FRESH from following in the footsteps of Elvis Presley, Johnny Cash and Dolly Parton in America’s capital of country music, Eloise Rees is back performing in her home city of Oxford.

The singer-songwriter is at Oxford’s Gathering Festival on Saturday after flying back from Nashville, Tennessee.

She was one of just three acts picked by BBC Introducing representing the UK at Nashvilles’s Americana Festival last month.

  • Listen to a live version of Escape From Static

BBC Introducing was set up in 2007 to help promote unsigned and undiscovered artists. They can upload their music to the website in the hope they are spotted by the BBC or other industry experts.
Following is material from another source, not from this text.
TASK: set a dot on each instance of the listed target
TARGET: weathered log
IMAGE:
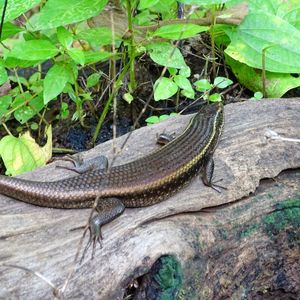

The 22-year-old contemporary-folk artist said: “Playing the festival was a dream come true, I’ve wanted to go since I was 14 but never thought I would make there as an act.

“We played the Hard Rock Café where so many legendary acts had played and we were truly thrilled to step in their footsteps.

“It is nice to be back though. I began by playing to audiences in Oxford so it feels much more like home. The Oxford music venues have a great atmosphere, the crowds are so welcoming.”

The former King Alfred’s schoolgirl, from Wantage, is at Truck Store in Cowley Road performing at 4pm on Saturday and The Jericho Tavern next Thursday.

She is also back in her South Oxfordshire recording studio working on her next new EP.

Gathering Festival organiser Isla Miskelly said: “It’s good to have her here. We are really supportive of local talent so her success is brilliant news.”

Miss Rees was picked by BBC Introducing for the annual Americana music festival, hosted by BBC Radio 2 presenter “Whispering” Bob Harris, known for hosting BBC2’s The Old Grey Whistle Test in the ’70s and ’80s.

Mr Harris, from Steventon, said: “Eloise was really nervous but she did brilliantly. It was only later I discovered she is actually very close to us here in Oxfordshire.”

Miss Rees added: “I was definitely the minnow in a pond of big fish, but the big fish were a shoal of kind, talented, benevolent inclusive big fish, whose support and warmth I will never forget.”